I feel so smart these days. And I didn’t even have to stay at a Holiday Inn Express and catch a disease from the bedspread.

Before I sign off, I may as well admit that I have a new Facebook account. Because I’m a hypocrite. No, it’s because I wanted to put up a message to the people who wonder where I went. People thought I blocked them and unfriended them. Facebook doesn’t put up an announcement when you leave. So I put up an account with a brief explanation, but I refuse to add friends or spend time on the site. I may use it when necessary; some companies use Facebook to communicate with people, so if I deal with such outfits, I will have access.

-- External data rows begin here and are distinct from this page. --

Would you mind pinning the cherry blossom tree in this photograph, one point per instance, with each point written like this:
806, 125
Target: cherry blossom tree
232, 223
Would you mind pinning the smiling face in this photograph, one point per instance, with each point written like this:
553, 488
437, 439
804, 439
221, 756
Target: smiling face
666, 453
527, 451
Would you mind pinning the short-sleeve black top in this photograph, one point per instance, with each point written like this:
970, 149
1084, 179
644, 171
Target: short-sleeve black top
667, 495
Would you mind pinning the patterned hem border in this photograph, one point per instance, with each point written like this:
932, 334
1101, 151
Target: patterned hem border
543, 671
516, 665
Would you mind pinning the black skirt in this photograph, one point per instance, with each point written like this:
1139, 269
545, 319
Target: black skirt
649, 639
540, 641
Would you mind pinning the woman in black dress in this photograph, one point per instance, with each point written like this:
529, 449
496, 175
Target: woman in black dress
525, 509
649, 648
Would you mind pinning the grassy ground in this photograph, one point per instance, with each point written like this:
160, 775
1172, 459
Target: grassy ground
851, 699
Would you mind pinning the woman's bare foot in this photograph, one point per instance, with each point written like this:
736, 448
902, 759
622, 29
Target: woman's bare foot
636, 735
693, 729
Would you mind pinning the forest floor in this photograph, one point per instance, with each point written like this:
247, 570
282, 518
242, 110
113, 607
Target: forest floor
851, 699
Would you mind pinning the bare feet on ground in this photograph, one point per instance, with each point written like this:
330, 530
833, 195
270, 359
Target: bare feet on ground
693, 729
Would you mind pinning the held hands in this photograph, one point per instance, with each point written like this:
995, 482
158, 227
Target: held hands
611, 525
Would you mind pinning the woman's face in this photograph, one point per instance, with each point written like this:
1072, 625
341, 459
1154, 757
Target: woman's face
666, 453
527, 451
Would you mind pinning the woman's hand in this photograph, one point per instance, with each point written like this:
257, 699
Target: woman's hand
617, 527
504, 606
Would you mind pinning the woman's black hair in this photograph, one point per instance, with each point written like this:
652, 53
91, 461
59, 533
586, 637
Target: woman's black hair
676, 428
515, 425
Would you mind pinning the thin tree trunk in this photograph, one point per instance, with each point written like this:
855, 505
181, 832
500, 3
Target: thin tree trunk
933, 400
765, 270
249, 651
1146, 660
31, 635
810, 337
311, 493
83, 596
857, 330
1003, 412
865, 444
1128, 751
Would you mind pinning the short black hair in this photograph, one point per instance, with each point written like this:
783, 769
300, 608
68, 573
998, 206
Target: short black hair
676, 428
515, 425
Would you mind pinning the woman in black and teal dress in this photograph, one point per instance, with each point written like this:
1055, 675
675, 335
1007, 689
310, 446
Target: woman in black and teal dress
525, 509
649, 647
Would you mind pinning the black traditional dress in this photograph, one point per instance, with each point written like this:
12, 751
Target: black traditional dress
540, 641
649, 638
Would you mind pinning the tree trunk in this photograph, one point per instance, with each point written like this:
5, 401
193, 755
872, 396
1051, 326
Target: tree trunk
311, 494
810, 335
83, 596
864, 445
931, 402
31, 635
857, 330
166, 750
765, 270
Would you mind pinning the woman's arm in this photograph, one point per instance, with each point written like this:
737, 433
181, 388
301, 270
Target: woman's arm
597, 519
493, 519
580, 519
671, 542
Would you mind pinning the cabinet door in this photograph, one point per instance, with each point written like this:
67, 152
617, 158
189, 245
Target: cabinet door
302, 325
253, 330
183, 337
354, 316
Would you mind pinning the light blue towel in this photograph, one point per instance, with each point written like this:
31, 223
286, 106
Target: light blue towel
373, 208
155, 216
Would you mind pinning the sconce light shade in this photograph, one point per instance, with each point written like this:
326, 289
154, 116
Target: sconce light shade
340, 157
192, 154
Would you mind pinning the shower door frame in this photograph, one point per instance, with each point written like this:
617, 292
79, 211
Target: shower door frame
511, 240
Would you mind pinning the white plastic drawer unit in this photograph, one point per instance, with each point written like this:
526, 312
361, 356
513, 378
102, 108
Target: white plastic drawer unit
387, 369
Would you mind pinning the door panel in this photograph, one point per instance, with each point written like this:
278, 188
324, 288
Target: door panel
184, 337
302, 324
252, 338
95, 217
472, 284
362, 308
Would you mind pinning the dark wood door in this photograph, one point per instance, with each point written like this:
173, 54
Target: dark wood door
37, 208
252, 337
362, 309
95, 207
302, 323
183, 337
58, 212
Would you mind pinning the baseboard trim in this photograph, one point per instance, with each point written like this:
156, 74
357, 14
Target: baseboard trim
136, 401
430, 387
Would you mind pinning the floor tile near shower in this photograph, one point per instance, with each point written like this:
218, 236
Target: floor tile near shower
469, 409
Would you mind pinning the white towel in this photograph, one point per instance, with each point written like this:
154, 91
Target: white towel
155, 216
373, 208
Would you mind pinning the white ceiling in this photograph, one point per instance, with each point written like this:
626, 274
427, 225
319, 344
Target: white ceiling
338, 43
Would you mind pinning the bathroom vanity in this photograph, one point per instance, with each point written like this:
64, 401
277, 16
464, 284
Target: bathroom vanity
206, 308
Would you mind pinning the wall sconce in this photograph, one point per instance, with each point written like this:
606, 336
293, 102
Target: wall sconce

I will be the only person on Facebook with NO friends. A new low. At least on Myspace I would have Tom.

I never hear from Tom. I quit looking at Myspace, and he cut me off dead. Some friend.

That’s all I have now. Wish me luck with the Ionian Revolt thing. Agent Mulder has to be right; the truth must be out there somewhere.

One Response to “Greece is the Word”

  1. Ruth H Says:

    I signed up for the Hillsdale courses quite a few years ago, when they first started offering them. But I never actually did more than look at one until this course on Athens and Sparta. I’ve gone through 2 lectures so far, but I don’t know what to do about finishing. For discipline I would like to, but when it comes to learning more about a state, Sparta, based on pederasty, I’m just not sure I need to take the time to do that. There are some things I just don’t need to know. I sure hate to think we are going down that road, and that is what it made me think.